Puthucheary and colleagues’ second major conclusion is that the net catabolic state, resulting in skeletal muscle wasting, is a consequence of decreased muscle protein synthesis rather than increased protein breakdown. The authors demonstrated this by showing that protein synthesis was similar on day 1 of critical illness compared with fasted healthy subjects, and increased by day 7 and was comparable with well-fed healthy subjects. On day 1 the muscle protein synthetic rate was decreased compared with muscle protein breakdown, resulting in an overall net catabolic state – and the same relationship persisted on day 7. This finding is supported by earlier studies suggesting that muscle catabolism is a result of impaired synthesis rather than elevated breakdown [8].

Of importance, the majority of these patients (82%) who demonstrated impaired protein synthetic rates were being fed continuously by the enteral route.
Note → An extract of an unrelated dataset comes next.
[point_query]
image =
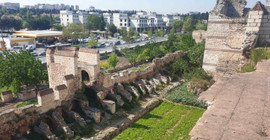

The authors noted an association between increased protein delivery and muscle wasting. While this association may seem counterintuitive, prior physiologic studies demonstrated that the use of continuous intravenous amino acid infusions led to an initial increase in protein synthesis followed by inhibition of protein synthesis over time [9],[10]. Although continuous enteral feeding is the mainstay of critical care practice, the findings of this study and others raise questions about the optimal amount of protein delivered and the feeding regimens used (continuous versus intermittent).


This study confirms that skeletal muscle weakness occurs early during critical illness. Skeletal muscle wasting is largely due to depressed protein synthesis. Various modifiable and nonmodifiable factors influence skeletal muscle wasting. Future studies should examine the role of various interventions, including different feeding regimens, to prevent muscle wasting in critically ill patients.